Bangladesh is the only country where researchers compared results between areas that implemented the U.N. strategy with those that did not. In research published in the medical journal Lancet on Friday, experts found the program had no major impact on saving children.
U.N. officials could not say how much the program in Bangladesh cost, but said millions have been spent on its implementation around the world.
"It's remarkable the program has achieved so little," said Philip Stevens, a director at the International Policy Network, a London think-tank. "And it's baffling that it has been rolled out globally without any evidence that it works."

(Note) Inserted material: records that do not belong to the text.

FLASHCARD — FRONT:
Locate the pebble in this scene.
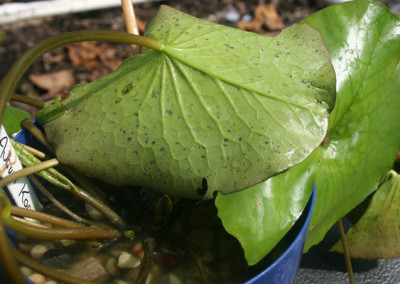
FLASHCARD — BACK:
[132,242,144,259]
[85,202,103,221]
[40,249,72,269]
[30,245,49,260]
[20,266,33,276]
[160,273,182,284]
[118,251,141,269]
[28,273,46,284]
[105,257,118,276]
[67,256,109,283]
[60,240,76,247]
[189,228,215,250]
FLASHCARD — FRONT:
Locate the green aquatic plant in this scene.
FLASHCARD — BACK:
[0,1,400,265]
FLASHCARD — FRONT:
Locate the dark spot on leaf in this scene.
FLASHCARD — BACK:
[60,93,70,101]
[122,82,135,95]
[196,178,208,196]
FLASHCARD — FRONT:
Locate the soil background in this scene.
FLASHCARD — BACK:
[0,0,400,115]
[0,0,400,283]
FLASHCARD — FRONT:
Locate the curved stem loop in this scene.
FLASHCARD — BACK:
[0,30,164,124]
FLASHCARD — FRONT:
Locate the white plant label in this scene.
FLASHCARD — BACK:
[0,125,42,211]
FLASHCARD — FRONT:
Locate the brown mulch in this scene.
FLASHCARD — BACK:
[0,0,396,113]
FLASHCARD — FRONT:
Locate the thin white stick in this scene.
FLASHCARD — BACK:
[0,0,157,25]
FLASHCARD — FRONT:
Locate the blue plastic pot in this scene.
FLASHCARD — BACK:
[245,186,317,284]
[4,127,316,284]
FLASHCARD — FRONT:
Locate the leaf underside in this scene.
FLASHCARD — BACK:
[216,1,400,264]
[332,171,400,260]
[39,6,335,198]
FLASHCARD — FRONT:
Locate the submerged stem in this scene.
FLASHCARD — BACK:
[0,30,163,124]
[11,206,84,228]
[10,94,44,108]
[12,249,92,284]
[0,159,58,187]
[4,217,121,240]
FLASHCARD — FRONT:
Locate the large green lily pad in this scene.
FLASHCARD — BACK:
[38,6,335,198]
[216,1,400,264]
[332,171,400,260]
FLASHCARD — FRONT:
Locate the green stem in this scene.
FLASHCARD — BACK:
[0,159,58,187]
[0,208,28,284]
[0,30,164,124]
[11,206,84,228]
[337,219,354,284]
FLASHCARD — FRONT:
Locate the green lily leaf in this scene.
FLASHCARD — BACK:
[38,6,335,198]
[3,106,32,135]
[216,1,400,264]
[331,171,400,260]
[0,30,6,44]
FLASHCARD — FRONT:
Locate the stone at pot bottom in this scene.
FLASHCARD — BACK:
[1,123,316,284]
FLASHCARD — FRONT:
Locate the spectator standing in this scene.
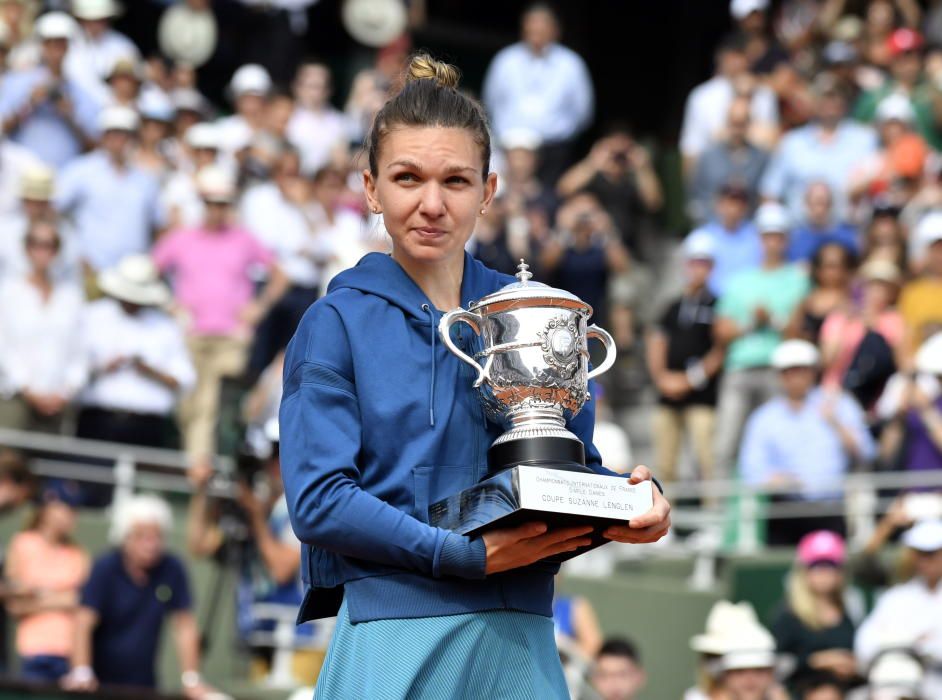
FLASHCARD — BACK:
[65,0,141,103]
[64,495,218,700]
[0,12,100,168]
[4,497,89,684]
[540,193,630,323]
[556,127,664,258]
[592,637,648,700]
[153,166,288,468]
[854,520,942,698]
[482,3,595,186]
[899,213,942,360]
[820,259,904,409]
[877,333,942,471]
[772,530,858,691]
[739,340,875,545]
[0,219,86,433]
[760,73,877,221]
[55,107,162,272]
[788,182,860,263]
[647,234,723,481]
[785,243,857,345]
[854,27,942,150]
[688,182,762,296]
[77,255,194,447]
[287,62,350,174]
[216,63,272,158]
[687,97,769,225]
[714,202,808,475]
[680,37,778,175]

The U.N. strategy has three main components: training health workers; improving health systems, which includes ensuring drugs are available; and encouraging communities and parents to do things like maintain good hygiene and have their children immunized.
In Bangladesh, international researchers found the strategy improved the skills of health workers and convinced more people to seek treatment when they got sick. In the areas where the U.N. strategy was used, more children were breast-fed and the prevalence of stunted growth dropped by 20 percent.
But in areas where the program wasn't implemented, slightly more children were vaccinated against measles, and there was no big difference in death rates.
Researchers weren't sure why the program had failed, but said the community part of the U.N. strategy was "less effective than expected."
The study was paid for by the Bill & Melinda Gates Foundation, WHO, and the U.S. Agency for International Development.
Some officials insisted the U.N. needed even more money for the program.
In an accompanying commentary in the Lancet, Trevor Duke of the University of Papua New Guinea called for an extra US$5-8 billion for the program to be expanded in 40 of the world's poorest countries.
Stevens said the U.N. should first prove its strategies work.
"If a private company produced results like this, it would rapidly go out of business," he said. "Yet in U.N. land, failure is used as a justification to ask for more money to do more of the same."